HARD DRUGS TEAR PEOPLE APART

“I had a wife and children [when Coal Chamber split], but the other guys in the band had demons they had to deal with. At one point, I had to have my own tour bus because it was like, ‘I can’t deal with what’s going on with their lives.’ It seems like a rock star move, but it was terribly lonely and it fucking sucked – I went from having a tribe of friends to nothing.”

HAVE A BACK-UP PLAN

“When everything went down with Coal Chamber, we were recording [2002 album] Dark Days [in LA] and I was already coming back to Santa Barbara every night, which was a two-hour drive, getting my shit together and then driving another hour-and-a-half to start recording Devildriver demos. I already knew professionally that things were going south, and if we didn’t do something soon somebody was gonna die real quick. I wanted out.”

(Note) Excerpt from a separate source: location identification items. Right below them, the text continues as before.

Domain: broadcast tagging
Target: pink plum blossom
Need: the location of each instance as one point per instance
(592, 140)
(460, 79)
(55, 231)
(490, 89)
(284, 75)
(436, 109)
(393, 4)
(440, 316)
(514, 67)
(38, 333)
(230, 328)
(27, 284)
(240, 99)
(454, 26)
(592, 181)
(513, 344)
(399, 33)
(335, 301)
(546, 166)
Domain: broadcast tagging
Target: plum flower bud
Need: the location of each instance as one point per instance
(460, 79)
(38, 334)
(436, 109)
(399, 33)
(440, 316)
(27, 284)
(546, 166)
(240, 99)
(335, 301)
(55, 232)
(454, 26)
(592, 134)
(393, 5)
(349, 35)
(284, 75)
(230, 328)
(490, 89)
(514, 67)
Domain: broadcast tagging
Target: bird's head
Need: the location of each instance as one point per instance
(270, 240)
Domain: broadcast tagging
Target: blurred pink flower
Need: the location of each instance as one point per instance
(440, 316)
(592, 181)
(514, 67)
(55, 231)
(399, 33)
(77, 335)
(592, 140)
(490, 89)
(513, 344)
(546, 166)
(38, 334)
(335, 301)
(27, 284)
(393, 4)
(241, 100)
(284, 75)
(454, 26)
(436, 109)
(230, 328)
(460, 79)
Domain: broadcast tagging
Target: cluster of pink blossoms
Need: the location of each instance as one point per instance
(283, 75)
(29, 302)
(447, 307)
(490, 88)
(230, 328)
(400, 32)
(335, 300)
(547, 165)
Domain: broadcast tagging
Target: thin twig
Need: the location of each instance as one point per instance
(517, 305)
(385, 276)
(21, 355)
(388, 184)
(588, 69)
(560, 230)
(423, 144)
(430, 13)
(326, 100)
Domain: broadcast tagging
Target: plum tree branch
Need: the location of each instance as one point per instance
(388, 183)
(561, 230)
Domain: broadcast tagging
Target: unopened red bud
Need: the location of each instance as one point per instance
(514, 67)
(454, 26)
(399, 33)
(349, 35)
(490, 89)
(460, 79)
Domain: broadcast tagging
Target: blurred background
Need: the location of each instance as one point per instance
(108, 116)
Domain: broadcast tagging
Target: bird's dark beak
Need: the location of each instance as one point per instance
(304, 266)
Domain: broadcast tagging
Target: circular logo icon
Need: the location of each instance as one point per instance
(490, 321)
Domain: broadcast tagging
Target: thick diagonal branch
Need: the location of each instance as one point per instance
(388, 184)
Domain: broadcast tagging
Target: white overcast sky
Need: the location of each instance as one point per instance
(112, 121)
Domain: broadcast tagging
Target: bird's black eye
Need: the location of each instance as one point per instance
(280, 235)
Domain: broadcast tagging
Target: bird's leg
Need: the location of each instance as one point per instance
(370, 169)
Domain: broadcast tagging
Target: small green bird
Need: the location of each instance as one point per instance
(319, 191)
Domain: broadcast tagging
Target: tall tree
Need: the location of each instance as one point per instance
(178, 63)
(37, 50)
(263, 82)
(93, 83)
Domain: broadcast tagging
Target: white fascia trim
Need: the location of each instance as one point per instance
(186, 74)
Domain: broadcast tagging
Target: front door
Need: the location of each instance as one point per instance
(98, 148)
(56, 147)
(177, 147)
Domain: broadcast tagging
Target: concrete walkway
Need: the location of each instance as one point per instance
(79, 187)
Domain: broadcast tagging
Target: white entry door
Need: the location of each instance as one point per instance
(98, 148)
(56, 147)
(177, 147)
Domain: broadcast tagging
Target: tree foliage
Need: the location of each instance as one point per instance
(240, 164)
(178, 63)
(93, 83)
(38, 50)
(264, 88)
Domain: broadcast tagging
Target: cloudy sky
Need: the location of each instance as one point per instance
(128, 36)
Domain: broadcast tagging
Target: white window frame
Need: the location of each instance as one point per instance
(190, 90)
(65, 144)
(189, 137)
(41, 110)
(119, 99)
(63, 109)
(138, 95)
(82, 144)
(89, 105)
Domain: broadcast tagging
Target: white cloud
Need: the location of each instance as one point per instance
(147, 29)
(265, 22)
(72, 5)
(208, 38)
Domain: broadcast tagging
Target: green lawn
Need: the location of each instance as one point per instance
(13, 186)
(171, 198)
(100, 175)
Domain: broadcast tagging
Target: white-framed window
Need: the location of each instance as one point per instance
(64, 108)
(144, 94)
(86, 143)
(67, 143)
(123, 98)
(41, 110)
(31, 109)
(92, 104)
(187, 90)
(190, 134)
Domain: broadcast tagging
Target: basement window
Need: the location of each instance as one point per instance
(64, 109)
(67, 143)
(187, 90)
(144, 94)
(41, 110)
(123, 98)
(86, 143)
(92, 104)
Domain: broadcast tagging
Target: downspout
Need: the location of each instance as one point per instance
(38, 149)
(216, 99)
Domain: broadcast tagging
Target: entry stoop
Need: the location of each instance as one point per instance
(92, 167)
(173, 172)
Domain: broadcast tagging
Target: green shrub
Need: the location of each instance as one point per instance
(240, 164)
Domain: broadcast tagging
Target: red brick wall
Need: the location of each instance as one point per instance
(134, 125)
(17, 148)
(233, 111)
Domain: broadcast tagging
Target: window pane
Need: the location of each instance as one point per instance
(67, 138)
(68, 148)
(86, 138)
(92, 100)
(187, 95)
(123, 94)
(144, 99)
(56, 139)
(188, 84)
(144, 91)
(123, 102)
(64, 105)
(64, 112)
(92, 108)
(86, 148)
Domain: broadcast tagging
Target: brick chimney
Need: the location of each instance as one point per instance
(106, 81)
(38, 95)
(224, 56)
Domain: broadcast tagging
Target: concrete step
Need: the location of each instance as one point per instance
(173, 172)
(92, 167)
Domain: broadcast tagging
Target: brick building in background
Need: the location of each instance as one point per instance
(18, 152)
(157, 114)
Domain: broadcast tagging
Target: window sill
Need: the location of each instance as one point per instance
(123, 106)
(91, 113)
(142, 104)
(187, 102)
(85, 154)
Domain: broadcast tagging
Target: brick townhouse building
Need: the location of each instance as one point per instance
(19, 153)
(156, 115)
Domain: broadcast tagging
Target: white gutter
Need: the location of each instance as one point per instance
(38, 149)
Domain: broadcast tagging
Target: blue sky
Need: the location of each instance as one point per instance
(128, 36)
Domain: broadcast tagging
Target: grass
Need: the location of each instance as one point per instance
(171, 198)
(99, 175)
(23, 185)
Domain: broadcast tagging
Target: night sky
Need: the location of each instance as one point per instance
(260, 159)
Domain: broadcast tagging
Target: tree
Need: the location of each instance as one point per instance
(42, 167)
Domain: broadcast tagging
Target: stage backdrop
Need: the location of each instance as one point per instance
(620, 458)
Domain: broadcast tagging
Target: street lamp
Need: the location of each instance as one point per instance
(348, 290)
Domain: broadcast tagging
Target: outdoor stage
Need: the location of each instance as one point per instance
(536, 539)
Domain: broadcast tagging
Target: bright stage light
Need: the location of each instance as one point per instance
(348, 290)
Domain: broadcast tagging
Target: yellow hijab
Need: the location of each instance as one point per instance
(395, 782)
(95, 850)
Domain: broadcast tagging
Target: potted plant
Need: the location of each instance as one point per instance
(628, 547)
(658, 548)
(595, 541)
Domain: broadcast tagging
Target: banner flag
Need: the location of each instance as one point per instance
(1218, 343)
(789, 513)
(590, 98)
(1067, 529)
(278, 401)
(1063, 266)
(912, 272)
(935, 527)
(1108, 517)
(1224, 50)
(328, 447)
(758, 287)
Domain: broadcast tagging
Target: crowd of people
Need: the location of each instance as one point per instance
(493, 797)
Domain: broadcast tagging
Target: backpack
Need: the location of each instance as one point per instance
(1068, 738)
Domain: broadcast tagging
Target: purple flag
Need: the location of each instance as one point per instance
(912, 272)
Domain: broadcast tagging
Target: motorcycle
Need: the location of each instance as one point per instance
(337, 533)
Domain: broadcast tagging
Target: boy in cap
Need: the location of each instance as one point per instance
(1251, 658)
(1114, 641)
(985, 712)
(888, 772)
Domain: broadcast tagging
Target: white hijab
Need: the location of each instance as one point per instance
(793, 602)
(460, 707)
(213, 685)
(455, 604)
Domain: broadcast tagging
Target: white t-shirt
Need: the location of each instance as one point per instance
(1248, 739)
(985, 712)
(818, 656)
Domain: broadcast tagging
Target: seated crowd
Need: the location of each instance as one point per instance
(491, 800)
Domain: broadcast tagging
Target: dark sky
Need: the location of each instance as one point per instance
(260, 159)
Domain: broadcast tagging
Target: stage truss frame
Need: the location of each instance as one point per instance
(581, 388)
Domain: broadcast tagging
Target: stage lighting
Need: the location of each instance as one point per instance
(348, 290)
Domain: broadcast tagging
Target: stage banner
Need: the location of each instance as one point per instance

COAL CHAMBER DIDN’T MAKE A COMEBACK – WE GREW UP

“God, I loved [Coal Chamber’s 2015 comeback album] Rivals. Problem was, we were 10 years too early! But I think Rivals was the best fuckin’ Coal Chamber album ever written. The guys were still dealing with some issues and that made some problems for me at the time, because I’d been through all of that. But looking back at what Meegs and Mike [Cox, drums] did on that record, it’s Coal Chamber all grown up.”

NEAR-DEATH EXPERIENCES CHANGE YOU

“I got hospitalised with Covid and figured that was it; I was gonna die. I told my wife everything I’ve ever wanted to tell her – and we’ve been together for 20-plus years – I told my children I loved them, and told my wife to bury me in the back seat of my ’78 Cadillac. It was so emotional – there were tears, but moments where I got hard and was like, ‘I’m greeting this thing like a fucking cowboy out of [1993 Western movie] Tombstone: I’m ready to meet my maker.’”

MUSIC IS THERAPY

“Devildriver’s new album, Dealing With Demons [Vol. II], is exactly that – it’s getting rid of the things that hold you back, whether that’s alcohol, drugs or whatever else might be putting you down. It doesn’t matter if you work in a grocery store or if you’re a singer, there are demons you’ll deal with. I had a lot to put on the table, but thankfully everyone was behind us, and I hope this album helps people.”